Could replacing ZFS with Hardware Raid fix IO delay issue?

DaGerba

Renowned Member
Feb 5, 2015
17
7
68
Hello,

in our small office I run a standalone Proxmox VE on an older machine from 2020: Asus P11C-M/4L Mainboard, Intel Xeon E-2288G 8-Core 3,7 GHz, 64GB RAM, ZFS Raid Z1 with 3x 4TB WD Red SA500 SSDs on SATA.
The machine runs 3 linux servers and 3-4 Windows guests for homeoffice use and did that very well for some time. But since we canged Win10 to Win11, we have constant IO delay in a range of 1 - 10 % with peaks even higher. And the windows guests often get slow.
I understand that the Nas SSDs on SATA with ZFS are the bottleneck, but budget is low and better SSDs quite expensive these days. So I thought of getting a 6 or 8 port hardware raid controller, 2 additional smaller SSDs in raid 1 for the system and the 3 4TB SSDs in raid 5 for the VMs.

Do you think this change could possibly solve my IO delay issue?

As I am not much in hardware, I did not find a suitable raid controller with at least 6 SATA ports. Any recommenadtions here?

I know that my setup is not great for our use case, but it did perfectly well with Win10 guests, so I am hoping to keep it running for a while, until hardware prices hopefullyget back to normal.

Thanks for your thoughts!

Greetings, Michael
 
A hardware RAID controller Battery Backup Unit (BBU) can cache sync writes and that might indeed help. (Or replace the SSDs with ones that have PLP.)
ZFS RAIDz1 is a poor choice for VM as the IOPS are much lower then using a ZFS stripe of mirrors. Maybe you should redo your ZFS pool for better performance?
Combining ZFS with hardware RAID is warned against. Maybe not using ZFS also fixes your performance issue?
 
Last edited:
Last edited:
Ah, that was a quick one! Thanky you.

Redoing the ZFS pool sounds worth a shot. So I would still get 2 additional smaller SSDs for the system on a ZFS Raid-1 and then use the 3 4TB SSDs for a "ZFS stripe of mirrors"? Could you please clarify the "ZFS stripe of mirrors"? I am not sure how to do that the best way. Sorry, if this is a stupid question, I am part time admin against my will and not experienced with ZFS.
 
Last edited:
Ah, that was a quick one! Thanky you.

Redoing the ZFS pool sounds worth a shot. So I would still get 2 additional smaller SSDs for the system on a ZFS Raid-1 and then use the 3 4TB SSDs for a "ZFS stripe of mirrors"? Could you please clarify the "ZFS stripe of mirrors"? I am not sure how to do that the best way. Sorry, if this is a stupid question, I am part time admin against my will and not experienced with ZFS.

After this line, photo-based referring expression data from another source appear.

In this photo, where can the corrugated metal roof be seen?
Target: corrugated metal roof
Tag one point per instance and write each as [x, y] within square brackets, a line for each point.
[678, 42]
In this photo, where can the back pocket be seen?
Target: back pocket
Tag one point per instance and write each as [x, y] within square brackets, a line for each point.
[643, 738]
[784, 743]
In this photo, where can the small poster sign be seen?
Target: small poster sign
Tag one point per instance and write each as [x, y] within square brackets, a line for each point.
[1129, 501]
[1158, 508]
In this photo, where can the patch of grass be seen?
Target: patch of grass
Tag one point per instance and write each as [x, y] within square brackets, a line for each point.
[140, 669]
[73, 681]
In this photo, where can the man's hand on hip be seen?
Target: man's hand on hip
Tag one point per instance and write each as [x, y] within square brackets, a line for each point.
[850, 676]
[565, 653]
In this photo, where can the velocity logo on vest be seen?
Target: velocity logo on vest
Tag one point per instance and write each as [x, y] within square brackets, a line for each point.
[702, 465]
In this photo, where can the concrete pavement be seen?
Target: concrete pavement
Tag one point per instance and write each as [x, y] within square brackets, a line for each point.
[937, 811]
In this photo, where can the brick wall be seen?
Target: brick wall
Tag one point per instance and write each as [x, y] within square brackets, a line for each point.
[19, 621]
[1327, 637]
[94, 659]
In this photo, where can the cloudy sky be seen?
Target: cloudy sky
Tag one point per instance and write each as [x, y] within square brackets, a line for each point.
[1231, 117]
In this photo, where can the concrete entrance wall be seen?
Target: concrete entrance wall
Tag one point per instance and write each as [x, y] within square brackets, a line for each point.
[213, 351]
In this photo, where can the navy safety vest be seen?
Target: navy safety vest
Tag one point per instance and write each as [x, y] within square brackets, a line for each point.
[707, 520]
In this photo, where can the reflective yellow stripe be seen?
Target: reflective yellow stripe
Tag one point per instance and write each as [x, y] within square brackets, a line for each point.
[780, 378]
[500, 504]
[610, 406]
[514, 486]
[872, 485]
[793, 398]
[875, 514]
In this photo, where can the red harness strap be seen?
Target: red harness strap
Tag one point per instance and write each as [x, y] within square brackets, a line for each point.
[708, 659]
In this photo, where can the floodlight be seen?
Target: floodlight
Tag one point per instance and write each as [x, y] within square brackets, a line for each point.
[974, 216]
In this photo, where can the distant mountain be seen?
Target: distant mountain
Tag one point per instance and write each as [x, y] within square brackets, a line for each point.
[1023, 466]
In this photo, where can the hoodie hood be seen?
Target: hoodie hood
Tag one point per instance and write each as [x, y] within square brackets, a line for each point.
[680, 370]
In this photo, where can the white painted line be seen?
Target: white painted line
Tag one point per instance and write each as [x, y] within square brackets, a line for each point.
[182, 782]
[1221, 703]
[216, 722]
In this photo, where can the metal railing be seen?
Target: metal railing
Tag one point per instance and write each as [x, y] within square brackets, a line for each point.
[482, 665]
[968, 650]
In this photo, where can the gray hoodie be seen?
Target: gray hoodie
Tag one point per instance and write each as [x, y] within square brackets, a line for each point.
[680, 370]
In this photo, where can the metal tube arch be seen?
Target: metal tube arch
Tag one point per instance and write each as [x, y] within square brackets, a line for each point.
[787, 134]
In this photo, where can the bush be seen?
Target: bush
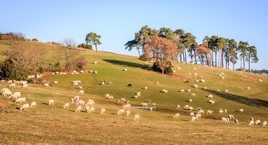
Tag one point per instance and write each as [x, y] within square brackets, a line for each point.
[166, 69]
[143, 57]
[86, 46]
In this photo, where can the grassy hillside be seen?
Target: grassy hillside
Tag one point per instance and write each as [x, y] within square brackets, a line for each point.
[54, 125]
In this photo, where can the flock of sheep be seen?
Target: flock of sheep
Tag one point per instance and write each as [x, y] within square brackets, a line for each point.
[83, 106]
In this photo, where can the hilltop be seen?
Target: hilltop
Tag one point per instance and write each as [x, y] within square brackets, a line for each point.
[232, 90]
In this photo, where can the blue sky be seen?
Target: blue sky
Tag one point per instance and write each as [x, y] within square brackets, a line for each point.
[117, 21]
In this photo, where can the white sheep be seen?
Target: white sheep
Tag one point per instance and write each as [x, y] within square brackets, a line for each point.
[128, 113]
[50, 102]
[210, 96]
[66, 105]
[6, 92]
[120, 111]
[33, 104]
[16, 95]
[177, 115]
[164, 91]
[264, 123]
[20, 100]
[78, 109]
[102, 111]
[136, 117]
[24, 106]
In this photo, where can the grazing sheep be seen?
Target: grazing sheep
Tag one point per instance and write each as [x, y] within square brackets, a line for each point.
[209, 111]
[16, 95]
[33, 104]
[164, 91]
[264, 123]
[211, 101]
[136, 117]
[120, 111]
[66, 105]
[20, 100]
[128, 113]
[78, 109]
[220, 110]
[195, 85]
[90, 102]
[144, 104]
[81, 91]
[6, 92]
[210, 96]
[24, 106]
[90, 109]
[257, 122]
[108, 96]
[102, 111]
[251, 122]
[50, 102]
[177, 115]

Nope, you won't buy the two small SSDs, and you will need at least one other 4TB SSD since a striped mirror will need at least four drives.
It's the ZFS equivalent of RAID10, basically you build two mirrors, then stripe then together. This gives great performance at the cost of capacity See https://www.45drives.com/community/articles/RAID-and-RAIDZ/ for a further explaination and
https://www.45drives.com/zfs/zfs-calculator/ for playing around with different values.

A triple mirror wouldn't need another SSD and also have better performance than RAIDZ1, but will only have the capacity of one SSD. The striped mirror on the other hand will have the capacity of two SSDs.

Udo explains this and other things in the topic on his writeup
 
you will need at least one other 4TB SSD since a striped mirror will need at least four drives.
It's the ZFS equivalent of RAID10, basically you build two mirrors, then stripe then together. This gives great performance at the cost of capacity See https://www.45drives.com/community/articles/RAID-and-RAIDZ/ for a further explaination and
https://www.45drives.com/zfs/zfs-calculator/ for playing around with different values.
Thank you for clarification! I think I got it now.

One last follow-up question to
Nope, you won't buy the two small SSDs,
So you say that the 2x2 striped mirror, like in UdoBs example, will be performant enough that I can save the split of system and VMs?
 
So you say that the 2x2 striped mirror, like in UdoBs example, will be performant enough that I can save the split of system and VMs?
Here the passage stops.